Accuracy of Imaging Modalities in Choledocholithiasis: A Real-Life Data
In this retrospective study of real-life data, we aimed to determine the diagnostic accuracy in patients with choledocholithiasis of some current imaging modalities, including ultrasonography (US), computerized tomography (CT), magnetic resonance cholangiopancreatography (MRCP), and endoscopic retrograde cholangiopancreatography (ERCP). This study utilized a database of imaging records from 86 consecutive patients with ERCP-proven choledocholithiasis in a single-center outpatient clinic. Features of the stones found, namely number, size, localization, choledochal dilation and cholestasis, were determined using various imaging modalities and liver function tests (LFTs). Our study focused on a total of 86 patients (43 female; 43 male) who underwent the ERCP procedure.
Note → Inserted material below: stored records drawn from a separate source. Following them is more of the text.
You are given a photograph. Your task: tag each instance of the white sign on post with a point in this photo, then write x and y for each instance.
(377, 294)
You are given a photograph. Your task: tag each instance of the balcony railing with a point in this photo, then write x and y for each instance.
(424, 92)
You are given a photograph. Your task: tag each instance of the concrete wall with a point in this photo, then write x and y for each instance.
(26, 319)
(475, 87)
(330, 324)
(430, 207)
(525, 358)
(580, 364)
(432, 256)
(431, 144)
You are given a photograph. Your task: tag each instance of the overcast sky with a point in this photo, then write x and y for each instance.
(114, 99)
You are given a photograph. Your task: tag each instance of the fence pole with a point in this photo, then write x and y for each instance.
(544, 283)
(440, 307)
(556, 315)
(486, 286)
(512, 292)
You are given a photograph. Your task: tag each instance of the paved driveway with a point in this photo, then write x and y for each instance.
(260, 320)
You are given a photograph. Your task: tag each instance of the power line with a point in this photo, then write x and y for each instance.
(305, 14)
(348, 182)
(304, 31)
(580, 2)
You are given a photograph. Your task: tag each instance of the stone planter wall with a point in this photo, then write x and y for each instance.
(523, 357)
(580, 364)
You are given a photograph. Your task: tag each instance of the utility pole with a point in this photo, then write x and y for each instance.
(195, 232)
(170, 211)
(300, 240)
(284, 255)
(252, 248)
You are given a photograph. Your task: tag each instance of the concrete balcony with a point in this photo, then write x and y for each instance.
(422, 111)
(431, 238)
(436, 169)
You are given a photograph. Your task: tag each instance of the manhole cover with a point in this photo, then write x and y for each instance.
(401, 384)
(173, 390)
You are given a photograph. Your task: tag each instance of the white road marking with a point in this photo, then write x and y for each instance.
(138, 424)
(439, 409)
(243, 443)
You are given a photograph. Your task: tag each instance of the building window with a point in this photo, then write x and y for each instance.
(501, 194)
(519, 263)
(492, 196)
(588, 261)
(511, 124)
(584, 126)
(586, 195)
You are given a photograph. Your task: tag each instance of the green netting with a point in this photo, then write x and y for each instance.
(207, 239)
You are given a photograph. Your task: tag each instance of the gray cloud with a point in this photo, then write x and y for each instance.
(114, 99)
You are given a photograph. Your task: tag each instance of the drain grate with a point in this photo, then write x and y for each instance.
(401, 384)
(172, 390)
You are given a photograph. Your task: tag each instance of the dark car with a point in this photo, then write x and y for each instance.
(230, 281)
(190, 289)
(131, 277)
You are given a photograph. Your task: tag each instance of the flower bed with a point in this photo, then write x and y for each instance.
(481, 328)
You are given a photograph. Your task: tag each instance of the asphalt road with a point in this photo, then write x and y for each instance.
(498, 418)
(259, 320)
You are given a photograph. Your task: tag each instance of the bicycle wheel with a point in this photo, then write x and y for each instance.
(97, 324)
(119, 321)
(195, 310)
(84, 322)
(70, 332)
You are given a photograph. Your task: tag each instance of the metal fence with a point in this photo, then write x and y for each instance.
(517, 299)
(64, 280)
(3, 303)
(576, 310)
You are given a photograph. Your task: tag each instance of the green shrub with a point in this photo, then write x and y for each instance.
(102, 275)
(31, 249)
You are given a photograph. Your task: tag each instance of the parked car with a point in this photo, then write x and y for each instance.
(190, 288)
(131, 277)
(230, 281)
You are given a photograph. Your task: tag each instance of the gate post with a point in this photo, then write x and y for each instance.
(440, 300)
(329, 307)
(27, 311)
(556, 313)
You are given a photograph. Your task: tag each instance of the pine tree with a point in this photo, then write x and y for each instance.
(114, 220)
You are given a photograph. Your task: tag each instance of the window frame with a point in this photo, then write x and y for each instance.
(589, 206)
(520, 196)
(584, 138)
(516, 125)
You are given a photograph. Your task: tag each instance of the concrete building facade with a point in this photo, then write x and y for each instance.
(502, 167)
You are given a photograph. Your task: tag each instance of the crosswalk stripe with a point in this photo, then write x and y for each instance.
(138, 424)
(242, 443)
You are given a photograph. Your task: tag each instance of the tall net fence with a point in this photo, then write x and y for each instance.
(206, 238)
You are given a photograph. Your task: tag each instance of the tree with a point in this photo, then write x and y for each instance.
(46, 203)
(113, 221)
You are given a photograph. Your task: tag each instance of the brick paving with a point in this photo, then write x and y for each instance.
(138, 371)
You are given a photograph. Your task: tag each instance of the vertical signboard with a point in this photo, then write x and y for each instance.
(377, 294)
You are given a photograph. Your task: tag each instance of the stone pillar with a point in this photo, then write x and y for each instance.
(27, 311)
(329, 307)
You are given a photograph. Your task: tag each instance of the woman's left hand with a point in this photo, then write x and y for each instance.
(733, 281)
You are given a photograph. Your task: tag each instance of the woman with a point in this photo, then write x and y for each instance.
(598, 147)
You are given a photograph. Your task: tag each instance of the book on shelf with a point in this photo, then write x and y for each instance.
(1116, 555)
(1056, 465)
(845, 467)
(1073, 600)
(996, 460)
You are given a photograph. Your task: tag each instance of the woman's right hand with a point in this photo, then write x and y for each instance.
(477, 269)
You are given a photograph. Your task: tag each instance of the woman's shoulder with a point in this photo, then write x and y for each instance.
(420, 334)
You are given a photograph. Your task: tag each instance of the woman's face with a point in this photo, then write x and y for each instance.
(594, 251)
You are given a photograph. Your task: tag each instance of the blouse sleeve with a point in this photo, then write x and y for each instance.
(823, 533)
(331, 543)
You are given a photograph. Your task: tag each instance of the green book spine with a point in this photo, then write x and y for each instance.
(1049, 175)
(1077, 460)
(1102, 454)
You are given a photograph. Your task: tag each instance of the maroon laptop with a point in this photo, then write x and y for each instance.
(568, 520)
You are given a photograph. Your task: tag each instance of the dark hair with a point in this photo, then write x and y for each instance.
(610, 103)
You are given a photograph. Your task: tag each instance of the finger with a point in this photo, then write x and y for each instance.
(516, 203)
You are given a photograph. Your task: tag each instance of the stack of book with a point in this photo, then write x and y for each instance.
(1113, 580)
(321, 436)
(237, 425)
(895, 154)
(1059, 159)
Hepatobiliary ultrasound was performed in 71 (82.6%); MRCP in 59 (68.6%); and CT in 13 (15.1%) patients. All 86 patients had choledocholithiasis: 59 (68.6%) with multiple stones and 21 (24.4%) with stones over 10 mm in diameter. Sensitivity for the presence of choledocholithiasis was 40.8% for US, 76.9% for CT, and 86.4% for MRCP, where ERCP was taken as the reference method. Even though US, CT, and MRCP are widely used as noninvasive imaging modalities for CL, in our real-life data their sensitivity for choledocholithiasis was lower than expected. MRCP is preferred when a nontherapeutic but only diagnostic evaluation is aimed for; however, while highly competent in establishing the level of choledochal dilation, it had a low yield in differentiating the localization, size, and number of the stone(s).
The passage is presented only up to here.